Variety Tell Me a Story Review

In theory and logline, “Tell Me a Story” is about the intertwining lives of New Yorkers that resemble some of the most famous fairy tales of yore. The new girl in town is an unwitting Red Riding Hood with a wolf tattooed on her thigh, surrounded by predatory men. A brother and sister, long estranged from and somehow still dependent upon each other, find themselves running from forces bigger than them in a twist on Hansel and Gretel. Three men in pig masks attempt a robbery that goes horribly wrong, ending in accidental death and a vengeful man hunting them, threatening to huff and puff and blow their lives to the ground. As per the series’ marketing and self-consciously “edgy” tone, “Tell Me a Story” wants to make sure you know that you’ve never seen these fairy tales play out like this before. And yes: all their lives have something to do with each other’s, whether or not they know it (yet).
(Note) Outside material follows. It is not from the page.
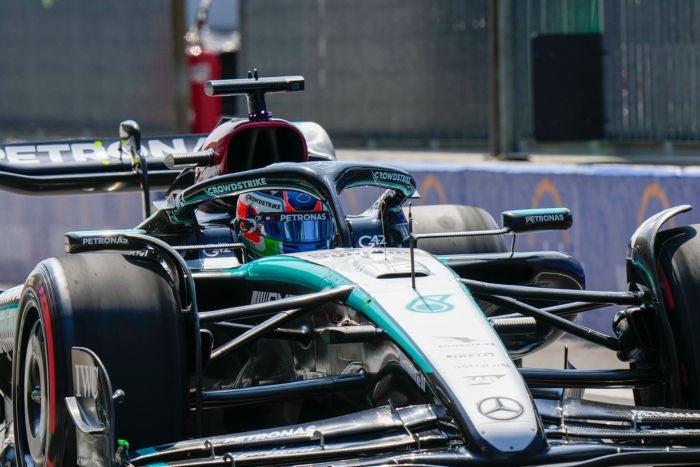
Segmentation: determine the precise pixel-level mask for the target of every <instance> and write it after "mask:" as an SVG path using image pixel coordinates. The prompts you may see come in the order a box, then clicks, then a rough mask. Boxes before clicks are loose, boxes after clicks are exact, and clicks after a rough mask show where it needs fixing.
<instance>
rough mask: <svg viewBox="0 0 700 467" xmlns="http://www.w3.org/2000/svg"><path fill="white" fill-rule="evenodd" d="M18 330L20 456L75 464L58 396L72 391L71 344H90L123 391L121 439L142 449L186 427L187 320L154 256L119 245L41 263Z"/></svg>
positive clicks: (71, 423) (18, 435)
mask: <svg viewBox="0 0 700 467" xmlns="http://www.w3.org/2000/svg"><path fill="white" fill-rule="evenodd" d="M17 329H18V332H17V334H16V337H15V349H16V352H15V356H14V364H13V388H12V401H13V412H14V413H13V415H14V420H15V438H16V439H15V441H16V445H17V449H18V457H19V458H20V459H22V461H23V462H24V463H25V464H27V465H31V464H34V465H37V466H44V465H49V464H53V465H76V458H75V438H74V428H73V426H72V421H71V420H70V419H69V417H68V415H67V413H66V409H65V402H64V398H65V397H67V396H72V395H73V394H74V389H73V379H72V368H71V348H72V347H74V346H80V347H87V348H89V349H91V350H92V351H94V352H95V353H96V354H97V355H98V357H99V358H100V359H101V360H102V362H103V363H104V365H105V367H106V369H107V372H108V375H109V377H110V379H111V382H112V387H113V389H114V390H116V389H122V390H124V392H125V393H126V397H125V400H124V402H123V404H118V405H116V406H115V419H116V420H115V425H116V430H115V431H116V435H117V437H120V438H124V439H126V440H128V441H129V442H130V444H131V445H132V446H134V447H144V446H151V445H156V444H161V443H165V442H168V441H173V440H176V439H178V438H182V437H183V436H184V435H185V417H186V412H187V377H188V372H187V362H188V360H187V355H188V353H187V349H186V342H185V326H184V321H183V316H182V313H181V312H180V311H179V306H178V304H177V301H176V298H175V295H174V293H173V289H172V287H171V285H170V279H169V277H168V275H167V274H166V273H165V271H164V270H163V268H162V267H161V266H160V265H159V264H157V263H155V262H154V261H151V260H147V259H143V258H134V257H131V256H127V255H122V254H115V253H90V254H81V255H75V256H68V257H62V258H54V259H50V260H47V261H44V262H42V263H41V264H39V265H38V266H37V267H36V269H35V270H34V272H33V273H32V274H31V275H30V277H29V279H28V280H27V282H26V283H25V287H24V290H23V292H22V298H21V301H20V306H19V316H18V328H17ZM30 462H31V463H30Z"/></svg>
In actuality, that doesn’t quite bear out. The new CBS All Access drama from thriller connoisseur Kevin Williamson ends up indulging more cliches than not. Red Riding Hood, aka Kayla (Danielle Campbell), accidentally on purpose ends up in an illicit relationship with her teacher (Billy Magnusson) while playing out “Gossip Girl” sideplots with her new rich friends. Eddie (Paul Wesley), one of the three little pigs, struggles with his conscience and addiction in a series of tight tank tops as grieving husband Jordan (James Wolk) tries to prove his guilt. Hansel and Gretel, aka Gabe (Davi Santos) and Hannah (Dania Ramirez), come with more interesting backstories of abandonment and sacrifice, but they quickly get swallowed up in the story of them skipping town.